South Korea's central bank raised its key interest rate yesterday in a bid to head off mounting inflationary pressure amid high oil prices and an ongoing economic expansion.
The Bank of Korea raised the interbank overnight call rate by 0.25 percentage points to 4.25 percent after keeping the rate unchanged for three consecutive months.
"Inflationary pressure is growing as the economic expansion continues, oil prices remain at high levels and real estate prices are on the increase," the bank said in a statement.
The announcement sent share prices down sharply. The KOSPI index slumped more than 3 percent as regional markets fell amid concerns over likely higher US interest rates.

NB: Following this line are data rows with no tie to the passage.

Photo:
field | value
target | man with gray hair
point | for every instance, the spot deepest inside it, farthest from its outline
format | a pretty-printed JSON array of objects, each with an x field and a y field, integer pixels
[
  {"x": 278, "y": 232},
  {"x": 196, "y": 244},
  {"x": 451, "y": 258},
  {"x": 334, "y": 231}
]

"Monetary policy makers agreed that the economy continues to be on the upside in the second quarter, supported by robust exports and a recovery in private consumption and [corporate capital] invest-ment," central bank Governor Lee Seong-tae said.
"Prices have remained very stable so far, helped by a stronger local currency and falling agricultural prices ... but high oil prices, coupled with the economic recovery, will likely to put upward pressure on [inflation]," Lee said.
The central bank has gradually been raising interest rates since October last year as the economy recovers from a two-year slump.
Highlighting the inflation risk, South Korean consumer prices rose at a faster-than-expected pace in May with a year-on-year gain of 2.4 percent after 2.0 percent in April.
"The rate hike poured cold water over already chilled investment sentiment here. Many investors are complaining about the timing," Hanwha Securities analyst Yoon Ji-ho said.
"We're almost nearing the selling climax, although a meaningful rebound seems to be remote," he added.
Inflation pressure is likely to build as Asia's fourth largest economy is expected to grow 5 percent this year, up from four percent last year.
Finance and Economics Minister Han Duck-soo said yesterday the economy was still on an expansion course despite pressure from "downside risks," including high oil prices and a rising won.
South Korea posted its biggest current account deficit since before the 1997 Asian financial crisis in April, hit by high oil prices and seasonal dividend payments overseas.
The deficit more than tripled to US$1.53 billion from US$426.8 million in March, bringing the total shortfall for the four months to US$1.06 billion, Han said.